HaaS on SaaS

Jonathan Haas

I'm a product manager at Vanta with a passion for security and privacy. I write about SaaS, startups, and security.

Mental Friction: The Hidden Forces That Shape Our Thinking

11/28/2024

Understanding the invisible resistance patterns in human cognition and how to work with them

Written by: Jonathan Haas

A car tire covered in dirt

The Illusion of Smooth Thinking

Every day, our minds process thousands of decisions, from what to eat for breakfast to how to respond to a crisis at work. We imagine this process is smooth and rational, like a well-oiled machine. But there’s an invisible force creating resistance at every turn: mental friction. It’s the cognitive drag that slows our adaptation to new ideas, the emotional turbulence that distorts our judgment, and the social pressures that shape our thoughts before we even realize it.

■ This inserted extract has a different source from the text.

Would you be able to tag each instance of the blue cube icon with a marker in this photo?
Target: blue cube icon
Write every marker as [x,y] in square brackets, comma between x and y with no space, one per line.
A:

The Three Laws of Mental Motion

Just as physics has its fundamental laws, our minds operate under certain persistent patterns:

First Law: Cognitive Inertia

Objects at rest stay at rest, and beliefs at rest stay at rest. Our existing mental models don’t just sit quietly in our minds—they actively resist change. This resistance manifests in three key ways:

  1. Pattern Lock-In: We see what we expect to see, even when reality shows us something different
  2. Emotional Anchoring: Our feelings about an idea become fused with the idea itself
  3. Memory Reinforcement: We selectively remember information that confirms our existing views

Second Law: Social Acceleration

The force of an idea is proportional to the social mass behind it. Our thoughts don’t exist in a vacuum—they’re constantly being pushed and pulled by:

  • Cultural currents
  • Peer pressure
  • Authority figures
  • Group identity
  • Status games

Third Law: Conservation of Comfort

For every challenging thought, there is an equal and opposite rationalizing thought. We are meaning-making machines, constantly working to maintain our psychological equilibrium.

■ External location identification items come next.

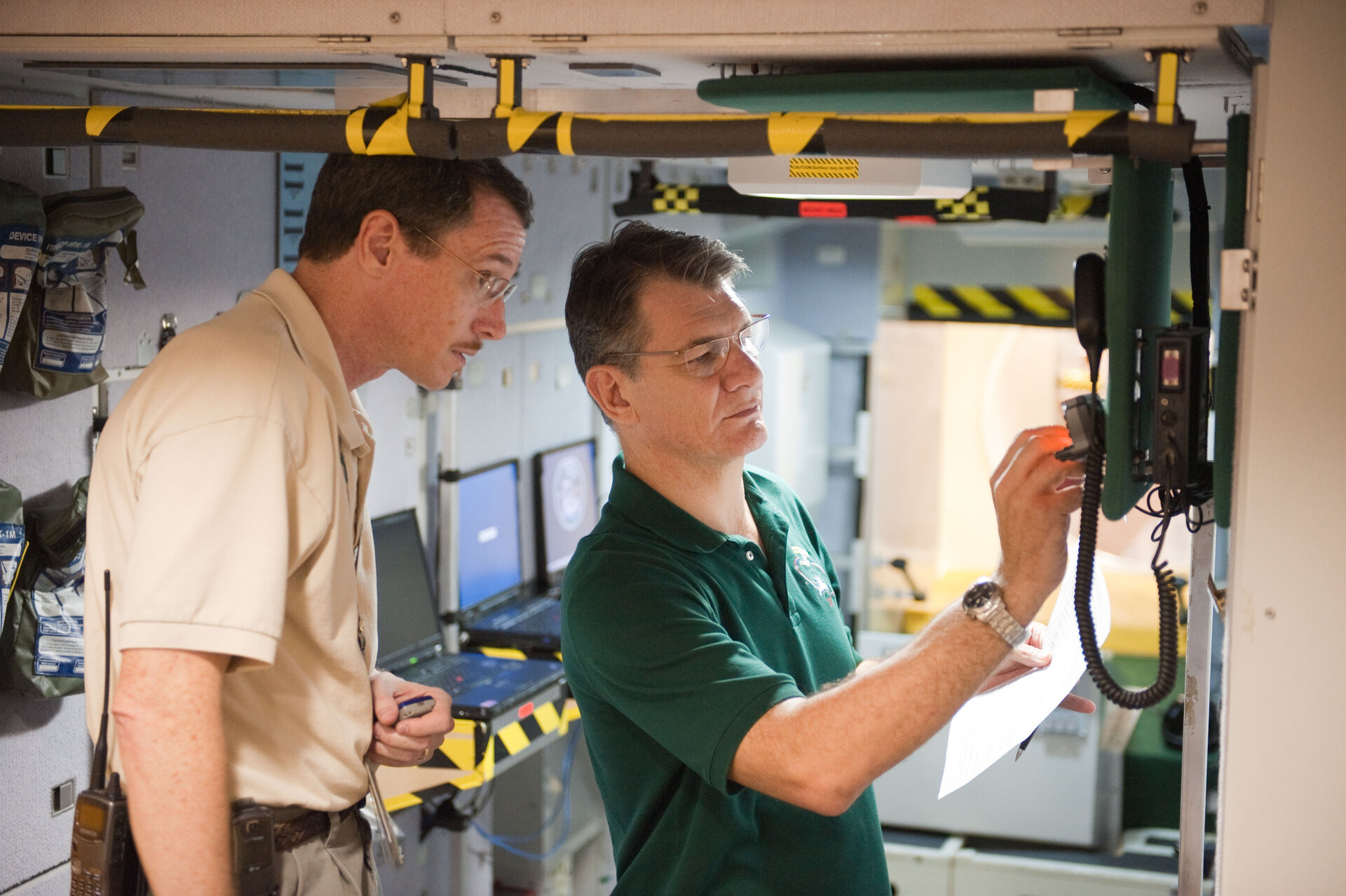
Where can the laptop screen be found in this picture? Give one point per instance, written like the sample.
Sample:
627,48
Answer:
567,502
488,534
407,618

The High Cost of Low Friction

We often don’t recognize the price we pay for smooth thinking:

  1. Lost Opportunities: When we filter out information that doesn’t fit our worldview
  2. Relationship Damage: When we project our thought patterns onto others
  3. Decision Quality: When we force complex situations into simple frameworks
  4. Innovation Barriers: When we reject new ideas because they feel uncomfortable

Breaking Through Mental Friction

How do we move past these invisible barriers? Here are practical approaches:

1. Calibrate Your Sensors

Start noticing where you experience mental resistance:

  • What topics make you immediately defensive?
  • Which ideas do you dismiss without consideration?
  • When do you find yourself making excuses?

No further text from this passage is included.